ML Product Development Lifecycle

Scope definition is where the team comes together to understand the challenges they face with regards to visioning AI products and try to predict the efforts that will be involved. Experimentation happens just like any other product development life cycle. The team will need to create a prototype, but instead of creating a simple functional product, the team will need to choose the right approach to use the available data or choose a mathematical model that shows the best results in training. The main part of the work at this stage is related to the formation of the data necessary to train the pretrained model.

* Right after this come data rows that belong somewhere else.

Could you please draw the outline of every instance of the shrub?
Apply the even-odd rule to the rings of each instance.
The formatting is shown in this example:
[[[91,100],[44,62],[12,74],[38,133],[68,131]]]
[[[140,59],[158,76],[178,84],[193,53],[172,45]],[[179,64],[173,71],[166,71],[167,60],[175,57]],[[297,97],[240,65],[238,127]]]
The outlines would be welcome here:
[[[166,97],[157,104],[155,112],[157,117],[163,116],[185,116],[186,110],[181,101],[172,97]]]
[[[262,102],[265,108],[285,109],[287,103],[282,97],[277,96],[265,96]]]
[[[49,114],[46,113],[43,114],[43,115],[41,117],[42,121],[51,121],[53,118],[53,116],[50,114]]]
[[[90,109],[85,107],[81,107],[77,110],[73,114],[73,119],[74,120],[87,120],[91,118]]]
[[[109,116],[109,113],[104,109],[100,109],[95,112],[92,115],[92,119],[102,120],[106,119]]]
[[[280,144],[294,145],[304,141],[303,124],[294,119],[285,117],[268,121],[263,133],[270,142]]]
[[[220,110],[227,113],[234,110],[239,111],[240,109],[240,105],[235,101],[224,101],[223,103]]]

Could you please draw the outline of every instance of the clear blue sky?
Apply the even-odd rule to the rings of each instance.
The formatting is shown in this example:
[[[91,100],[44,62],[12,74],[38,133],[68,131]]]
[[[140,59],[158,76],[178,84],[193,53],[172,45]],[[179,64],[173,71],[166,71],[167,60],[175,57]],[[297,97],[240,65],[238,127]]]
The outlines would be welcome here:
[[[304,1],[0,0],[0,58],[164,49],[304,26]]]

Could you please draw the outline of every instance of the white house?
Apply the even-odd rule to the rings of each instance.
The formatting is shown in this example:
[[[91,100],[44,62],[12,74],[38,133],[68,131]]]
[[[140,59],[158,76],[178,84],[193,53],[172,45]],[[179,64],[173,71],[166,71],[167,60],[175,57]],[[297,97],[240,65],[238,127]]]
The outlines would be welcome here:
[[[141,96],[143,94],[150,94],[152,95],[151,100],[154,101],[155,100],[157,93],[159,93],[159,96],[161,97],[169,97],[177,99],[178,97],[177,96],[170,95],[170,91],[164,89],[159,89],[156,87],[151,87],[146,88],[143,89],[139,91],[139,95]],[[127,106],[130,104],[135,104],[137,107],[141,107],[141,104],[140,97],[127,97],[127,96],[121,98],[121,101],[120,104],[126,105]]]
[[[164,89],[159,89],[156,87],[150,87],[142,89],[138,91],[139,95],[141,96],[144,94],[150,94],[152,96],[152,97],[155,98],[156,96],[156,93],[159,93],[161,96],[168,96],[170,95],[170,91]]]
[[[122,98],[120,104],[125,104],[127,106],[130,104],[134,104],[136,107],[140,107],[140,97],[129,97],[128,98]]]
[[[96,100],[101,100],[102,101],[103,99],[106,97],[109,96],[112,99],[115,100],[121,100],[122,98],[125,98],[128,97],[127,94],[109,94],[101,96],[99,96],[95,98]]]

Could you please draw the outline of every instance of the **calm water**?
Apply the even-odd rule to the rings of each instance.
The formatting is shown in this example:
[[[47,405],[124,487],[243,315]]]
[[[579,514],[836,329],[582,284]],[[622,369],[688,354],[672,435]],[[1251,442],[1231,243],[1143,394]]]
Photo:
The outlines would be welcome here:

We often take pre-trained models, shape data that fits into them, and then try to get the best possible results.
The model will be tested in production with real data coming into it.

And then either the model delivers the expected output with the level of confidence that the team saw during the training phase, or it fails due to differences between the actual data the model receives and the training data that is used. If not, the team needs to return to the drawing board.

Basics of building an ML – ready dataset

A dataset is what makes up 90% to 95% of the work needed for any AI or Machine Learning project, and this is true for any data science project.

ML and Statistics

Basics of building an ML – ready dataset

You cannot advance in ML without understanding the structure of CRISP-DM.
AI projects require feedback from both the product development process and the AI ​​products themselves.
Because AI products are based on research, experimentation and iterative development are necessary. Unlike traditional software development in which inputs and outcomes are often deterministic, the development life cycle is probabilistic.

Understanding data is a huge part of the lifecycle of any product. Its completion is one of the strongest indicators of future success.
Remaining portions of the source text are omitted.